Romero convive com comentários deste tipo há muito tempo. Atleta dedicado, conquistou seu espaço mesmo sem técnica exuberante. É bicampeão brasileiro e estrangeiro com mais jogos pelo Corinthians (172) – mais que o argentino Tevez e até seu compatriota Gamarra (ambos adorados pelos corintianos). Muitos críticos, jornalistas ou não, apelam para o clichê sobre “produtos falsificados” do Paraguai, “cavalo paraguaio” e outras besteiras para menosprezar seu futebol. Um ato desprezível, até mesmo num boteco. Mas raro no jornalismo sério.

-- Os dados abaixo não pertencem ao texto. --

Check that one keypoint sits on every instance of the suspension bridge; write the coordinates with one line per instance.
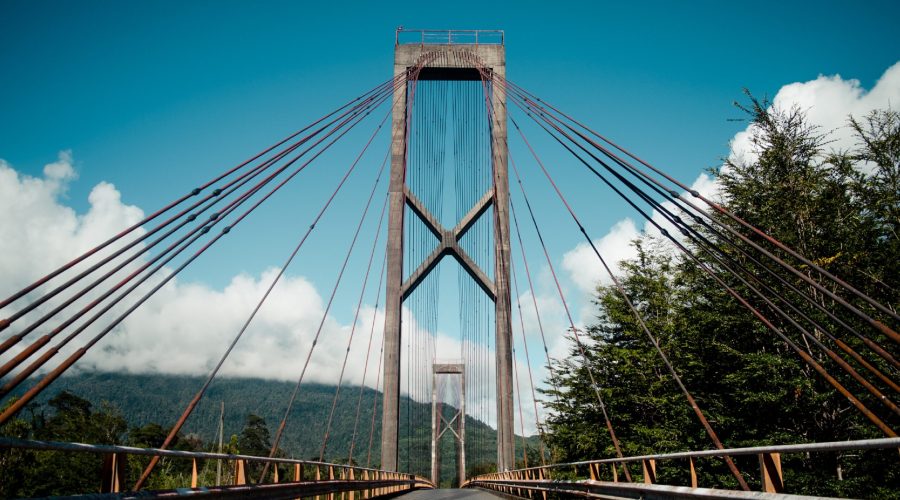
(442, 189)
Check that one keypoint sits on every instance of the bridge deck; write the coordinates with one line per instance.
(448, 494)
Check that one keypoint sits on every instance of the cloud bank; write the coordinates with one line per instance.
(828, 101)
(185, 327)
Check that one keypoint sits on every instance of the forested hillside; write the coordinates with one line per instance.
(841, 209)
(139, 409)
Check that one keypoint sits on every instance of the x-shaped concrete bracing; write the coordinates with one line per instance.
(449, 244)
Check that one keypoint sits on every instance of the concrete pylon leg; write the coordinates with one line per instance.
(461, 60)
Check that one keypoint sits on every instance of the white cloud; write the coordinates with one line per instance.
(585, 268)
(828, 101)
(185, 327)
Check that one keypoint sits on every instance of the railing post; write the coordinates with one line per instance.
(649, 467)
(770, 468)
(352, 477)
(694, 483)
(239, 476)
(113, 473)
(331, 478)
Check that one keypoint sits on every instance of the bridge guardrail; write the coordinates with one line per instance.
(540, 480)
(448, 37)
(309, 477)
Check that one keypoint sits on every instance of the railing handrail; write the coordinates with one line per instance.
(32, 444)
(860, 444)
(449, 36)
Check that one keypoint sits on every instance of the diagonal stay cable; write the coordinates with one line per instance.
(199, 395)
(806, 357)
(730, 215)
(216, 196)
(213, 220)
(686, 230)
(312, 347)
(362, 384)
(678, 201)
(693, 404)
(194, 192)
(576, 336)
(353, 330)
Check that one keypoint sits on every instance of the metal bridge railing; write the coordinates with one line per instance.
(448, 37)
(308, 478)
(535, 481)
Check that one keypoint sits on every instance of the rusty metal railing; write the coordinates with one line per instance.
(304, 478)
(448, 37)
(539, 481)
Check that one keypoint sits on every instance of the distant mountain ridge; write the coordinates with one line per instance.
(146, 398)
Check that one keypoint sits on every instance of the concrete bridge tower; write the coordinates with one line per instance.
(445, 58)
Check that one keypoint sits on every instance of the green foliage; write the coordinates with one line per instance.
(840, 209)
(151, 403)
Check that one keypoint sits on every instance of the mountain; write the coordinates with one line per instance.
(161, 399)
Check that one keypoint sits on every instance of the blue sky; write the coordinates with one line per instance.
(155, 97)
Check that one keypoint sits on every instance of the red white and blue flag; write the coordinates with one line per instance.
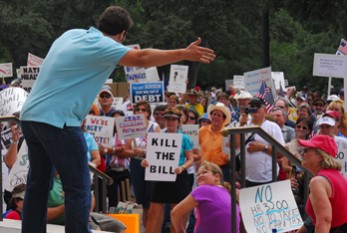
(266, 94)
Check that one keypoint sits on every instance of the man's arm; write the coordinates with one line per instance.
(157, 57)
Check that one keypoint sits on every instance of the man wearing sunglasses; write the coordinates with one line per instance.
(75, 68)
(258, 151)
(105, 98)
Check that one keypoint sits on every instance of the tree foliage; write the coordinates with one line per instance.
(234, 29)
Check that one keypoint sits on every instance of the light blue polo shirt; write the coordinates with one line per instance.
(73, 73)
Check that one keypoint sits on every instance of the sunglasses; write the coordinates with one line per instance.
(301, 127)
(104, 96)
(141, 110)
(305, 150)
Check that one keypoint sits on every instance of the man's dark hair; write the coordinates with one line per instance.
(114, 20)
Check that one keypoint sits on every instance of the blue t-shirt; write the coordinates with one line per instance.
(187, 144)
(72, 74)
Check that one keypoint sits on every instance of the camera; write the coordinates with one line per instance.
(249, 110)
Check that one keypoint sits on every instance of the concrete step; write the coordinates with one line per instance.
(14, 226)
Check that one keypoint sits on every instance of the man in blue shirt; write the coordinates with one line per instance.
(75, 68)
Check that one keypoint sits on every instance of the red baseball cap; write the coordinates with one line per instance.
(323, 142)
(333, 114)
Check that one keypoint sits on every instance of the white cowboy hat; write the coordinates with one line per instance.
(243, 95)
(221, 107)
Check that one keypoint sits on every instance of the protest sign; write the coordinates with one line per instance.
(29, 75)
(152, 74)
(178, 78)
(12, 100)
(117, 103)
(163, 153)
(270, 206)
(131, 126)
(101, 128)
(152, 92)
(278, 78)
(19, 172)
(6, 70)
(6, 138)
(239, 82)
(341, 156)
(328, 65)
(193, 132)
(253, 80)
(133, 73)
(34, 60)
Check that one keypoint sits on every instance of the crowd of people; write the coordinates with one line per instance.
(306, 123)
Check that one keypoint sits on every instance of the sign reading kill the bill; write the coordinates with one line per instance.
(270, 206)
(163, 153)
(29, 75)
(101, 128)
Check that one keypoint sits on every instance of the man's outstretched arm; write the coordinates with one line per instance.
(157, 57)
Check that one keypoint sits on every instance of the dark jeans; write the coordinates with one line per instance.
(112, 190)
(65, 150)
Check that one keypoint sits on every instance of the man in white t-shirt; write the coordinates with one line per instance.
(258, 151)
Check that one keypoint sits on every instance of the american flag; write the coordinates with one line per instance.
(266, 94)
(342, 49)
(281, 91)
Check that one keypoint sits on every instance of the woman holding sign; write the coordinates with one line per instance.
(170, 192)
(327, 204)
(136, 149)
(212, 203)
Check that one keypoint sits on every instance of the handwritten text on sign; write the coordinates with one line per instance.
(12, 100)
(101, 128)
(163, 152)
(270, 206)
(131, 126)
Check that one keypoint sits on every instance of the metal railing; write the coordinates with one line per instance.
(4, 119)
(276, 148)
(100, 178)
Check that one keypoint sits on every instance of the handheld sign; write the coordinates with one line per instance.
(239, 81)
(151, 92)
(131, 126)
(6, 70)
(101, 128)
(12, 100)
(163, 153)
(19, 172)
(178, 78)
(29, 75)
(253, 80)
(34, 60)
(193, 132)
(270, 206)
(132, 73)
(152, 74)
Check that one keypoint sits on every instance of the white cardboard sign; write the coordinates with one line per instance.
(163, 153)
(270, 206)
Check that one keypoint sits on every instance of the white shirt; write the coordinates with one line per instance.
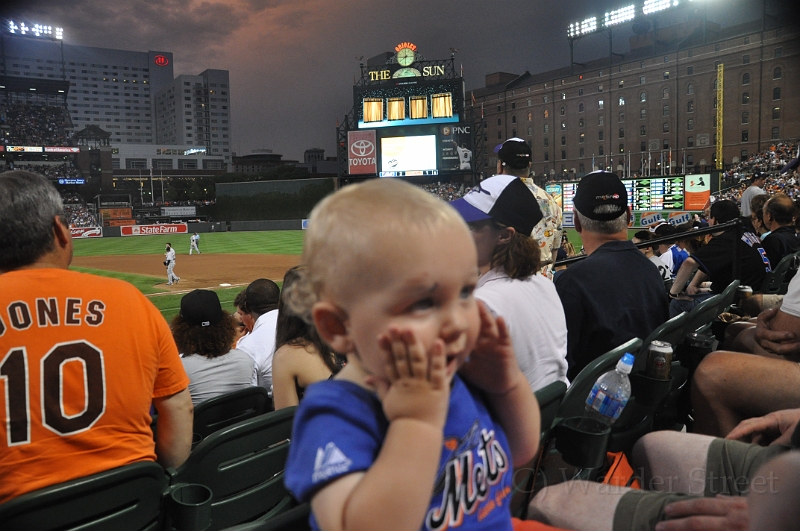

Romero marcou um golaço ao expor o assunto. Em tempos de tanta intolerância, muros e falta de empatia, o Brasil – um país historicamente impulsionado por estrangeiros e antes visto como um dos mais hospitaleiros do mundo – se mostra mais preconceituoso do que nunca. Que o digam haitianos, venezuelanos, e tantos outros estrangeiros obrigados a buscar refúgio por aqui (tema tratado em reportagem especial de VEJA). Mas não se combate preconceito com mais preconceito. Existem jornalistas sérios e são esses que devem ser seguidos, não só por Romero, mas por qualquer pessoa que queira informação confiável.
E mais uma consideração, já que Romero diz aceitar e gostar de críticas em relação ao que faz em campo: pare de simular agressões e provocar os adversários o tempo todo. Isso não pega bem e pode causar mais confusões.